In reply to Robert Durran:
> ... I find the treatment of Everest (or any mountain) as little more than a race track little more edifying than the rest of the Everest circus, however physically impressive the times are.
I don't see the harm that much. I do find funny the use of 'fastest known time / FKT'. I understand this was initiated to head-off the kind of arguments that follow claims, that someone that nobody knew of did the thing faster some time previously. Often such inaccurate claims were simply the result of poor (or non-existent) research.

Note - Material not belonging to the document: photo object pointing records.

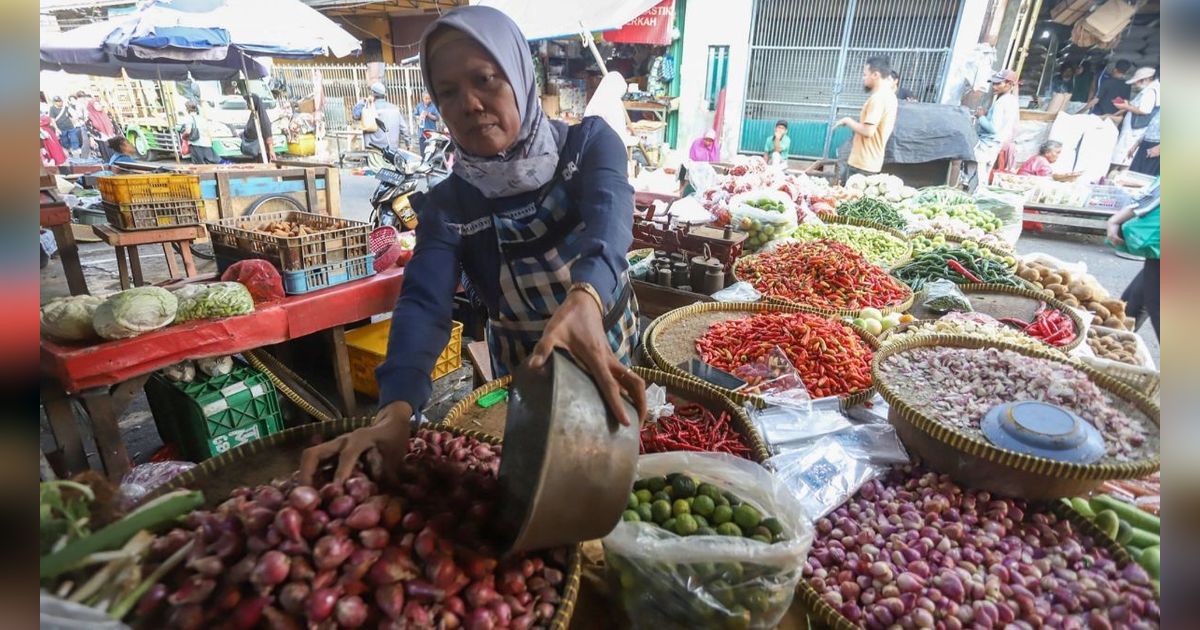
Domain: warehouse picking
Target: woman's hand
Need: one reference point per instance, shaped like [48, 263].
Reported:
[389, 433]
[579, 329]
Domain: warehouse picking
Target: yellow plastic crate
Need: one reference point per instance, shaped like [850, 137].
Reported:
[124, 190]
[367, 346]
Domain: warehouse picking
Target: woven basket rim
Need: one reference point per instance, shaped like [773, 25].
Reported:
[748, 307]
[975, 447]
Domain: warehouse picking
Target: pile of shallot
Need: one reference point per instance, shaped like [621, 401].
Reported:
[913, 550]
[285, 556]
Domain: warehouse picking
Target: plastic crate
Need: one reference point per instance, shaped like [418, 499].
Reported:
[213, 414]
[153, 215]
[123, 190]
[337, 240]
[369, 345]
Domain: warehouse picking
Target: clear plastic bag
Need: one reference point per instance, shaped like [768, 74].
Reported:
[943, 295]
[738, 292]
[825, 475]
[711, 581]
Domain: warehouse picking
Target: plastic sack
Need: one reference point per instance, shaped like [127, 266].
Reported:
[259, 277]
[711, 581]
[762, 226]
[738, 292]
[825, 475]
[943, 295]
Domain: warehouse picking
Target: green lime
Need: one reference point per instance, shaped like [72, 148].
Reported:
[747, 517]
[708, 490]
[685, 525]
[703, 505]
[729, 529]
[684, 486]
[660, 511]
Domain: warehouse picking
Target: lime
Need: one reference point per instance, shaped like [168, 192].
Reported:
[703, 505]
[660, 511]
[729, 529]
[745, 516]
[684, 486]
[685, 525]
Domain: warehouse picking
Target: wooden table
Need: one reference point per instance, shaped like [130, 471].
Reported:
[57, 216]
[106, 376]
[130, 262]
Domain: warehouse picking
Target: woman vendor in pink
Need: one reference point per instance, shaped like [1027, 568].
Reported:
[706, 149]
[1039, 165]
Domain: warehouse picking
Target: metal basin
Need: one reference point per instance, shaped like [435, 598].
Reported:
[568, 465]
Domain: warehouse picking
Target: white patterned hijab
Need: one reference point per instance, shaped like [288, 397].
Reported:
[531, 162]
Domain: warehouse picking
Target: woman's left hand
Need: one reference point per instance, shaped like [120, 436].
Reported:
[579, 329]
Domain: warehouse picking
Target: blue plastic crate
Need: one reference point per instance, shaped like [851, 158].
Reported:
[319, 277]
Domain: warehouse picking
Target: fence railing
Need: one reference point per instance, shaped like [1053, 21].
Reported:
[345, 85]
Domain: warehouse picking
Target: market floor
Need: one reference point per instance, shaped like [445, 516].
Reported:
[137, 424]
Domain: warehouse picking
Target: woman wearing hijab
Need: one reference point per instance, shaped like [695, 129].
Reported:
[705, 149]
[535, 219]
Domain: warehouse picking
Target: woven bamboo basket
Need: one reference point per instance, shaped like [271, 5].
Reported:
[828, 312]
[827, 616]
[279, 455]
[972, 461]
[466, 414]
[1000, 300]
[666, 359]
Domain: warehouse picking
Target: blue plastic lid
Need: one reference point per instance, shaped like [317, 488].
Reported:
[1043, 430]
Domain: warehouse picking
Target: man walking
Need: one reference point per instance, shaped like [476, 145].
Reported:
[875, 121]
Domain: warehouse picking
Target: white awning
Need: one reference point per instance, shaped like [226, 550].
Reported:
[539, 19]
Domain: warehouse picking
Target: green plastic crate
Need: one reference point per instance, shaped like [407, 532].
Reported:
[213, 414]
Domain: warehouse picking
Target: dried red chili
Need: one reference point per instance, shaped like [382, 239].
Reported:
[832, 359]
[823, 274]
[693, 429]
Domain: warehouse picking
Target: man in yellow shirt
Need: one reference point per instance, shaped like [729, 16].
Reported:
[876, 120]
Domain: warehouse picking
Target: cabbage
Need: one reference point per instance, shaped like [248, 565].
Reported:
[70, 318]
[135, 311]
[219, 299]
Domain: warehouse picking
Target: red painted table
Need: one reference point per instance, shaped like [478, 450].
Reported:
[106, 376]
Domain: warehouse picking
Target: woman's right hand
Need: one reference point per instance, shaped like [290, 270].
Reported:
[389, 433]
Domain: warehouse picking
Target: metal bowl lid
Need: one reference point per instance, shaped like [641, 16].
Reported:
[1043, 430]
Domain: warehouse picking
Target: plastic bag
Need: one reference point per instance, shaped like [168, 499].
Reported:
[943, 295]
[738, 292]
[711, 581]
[259, 276]
[773, 378]
[822, 477]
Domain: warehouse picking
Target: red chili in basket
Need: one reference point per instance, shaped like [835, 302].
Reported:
[823, 274]
[694, 429]
[832, 359]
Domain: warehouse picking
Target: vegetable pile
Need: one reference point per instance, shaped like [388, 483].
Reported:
[957, 387]
[957, 264]
[913, 550]
[874, 210]
[877, 246]
[822, 274]
[349, 556]
[831, 358]
[693, 427]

While I think this might have been justifiable some years ago, the likelihood of someone now - at least since the advent of social media, Strava etc - clocking up some super fast time
on anything significant and not broadcasting it to the world is unlikely. So I think it's a bit of false humility now, a bit disingenuous, despite its justifiable origins.

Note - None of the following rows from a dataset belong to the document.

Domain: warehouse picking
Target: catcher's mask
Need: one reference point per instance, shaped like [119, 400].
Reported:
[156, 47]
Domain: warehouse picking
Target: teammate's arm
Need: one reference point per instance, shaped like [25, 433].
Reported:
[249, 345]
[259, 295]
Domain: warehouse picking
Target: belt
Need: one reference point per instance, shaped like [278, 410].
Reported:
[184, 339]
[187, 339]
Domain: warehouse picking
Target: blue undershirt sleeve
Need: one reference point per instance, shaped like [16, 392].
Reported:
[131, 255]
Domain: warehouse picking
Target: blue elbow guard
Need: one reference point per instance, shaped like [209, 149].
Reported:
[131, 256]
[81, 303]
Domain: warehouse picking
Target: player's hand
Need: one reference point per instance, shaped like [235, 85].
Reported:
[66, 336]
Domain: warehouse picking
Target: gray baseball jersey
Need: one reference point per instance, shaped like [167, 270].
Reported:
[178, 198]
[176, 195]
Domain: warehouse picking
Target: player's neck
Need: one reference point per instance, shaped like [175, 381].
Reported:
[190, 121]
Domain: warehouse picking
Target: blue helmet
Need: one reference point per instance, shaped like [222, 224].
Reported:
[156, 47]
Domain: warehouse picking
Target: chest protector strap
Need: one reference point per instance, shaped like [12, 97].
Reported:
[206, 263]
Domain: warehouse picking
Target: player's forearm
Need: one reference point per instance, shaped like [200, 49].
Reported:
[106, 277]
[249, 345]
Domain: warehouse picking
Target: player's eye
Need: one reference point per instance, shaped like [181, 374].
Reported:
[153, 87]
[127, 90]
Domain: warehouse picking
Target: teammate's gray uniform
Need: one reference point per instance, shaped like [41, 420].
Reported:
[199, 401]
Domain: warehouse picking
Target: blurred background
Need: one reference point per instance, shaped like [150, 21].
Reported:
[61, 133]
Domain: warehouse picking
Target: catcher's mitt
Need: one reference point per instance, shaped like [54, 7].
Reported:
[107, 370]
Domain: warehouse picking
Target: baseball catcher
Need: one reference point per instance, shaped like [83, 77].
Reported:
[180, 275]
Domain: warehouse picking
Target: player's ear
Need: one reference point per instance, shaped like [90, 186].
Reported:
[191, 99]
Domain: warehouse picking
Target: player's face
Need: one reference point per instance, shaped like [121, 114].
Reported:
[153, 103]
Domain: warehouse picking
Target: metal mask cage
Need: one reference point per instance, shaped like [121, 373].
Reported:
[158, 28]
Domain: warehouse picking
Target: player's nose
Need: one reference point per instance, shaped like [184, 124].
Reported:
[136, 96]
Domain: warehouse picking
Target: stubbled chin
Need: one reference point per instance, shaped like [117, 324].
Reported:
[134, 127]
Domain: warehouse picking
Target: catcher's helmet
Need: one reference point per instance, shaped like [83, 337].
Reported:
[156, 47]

It can also be used to legitimate odd routes or non-standard Start/Finish points, and I can already see elsewhere on the web people asking questions comparing Kammerlander and Stangl's 16hr north ridge Everest climbs (ABC to Summit). Jornet's self-imposed rule of going to/from the last place of civilisation is a nice one in some ways, but quite a rod for his own back, as shown now when sickness prevented him from completing his self-determined 'route'.
I noticed from the short videos published, he seemed to be in incredibly good shape as he got back down, hardly tired at all, and apparently he spent plenty of time at ABC signing autographs before having a rest. Climbing traditions be damned, it's an amazing feat he's pulled off.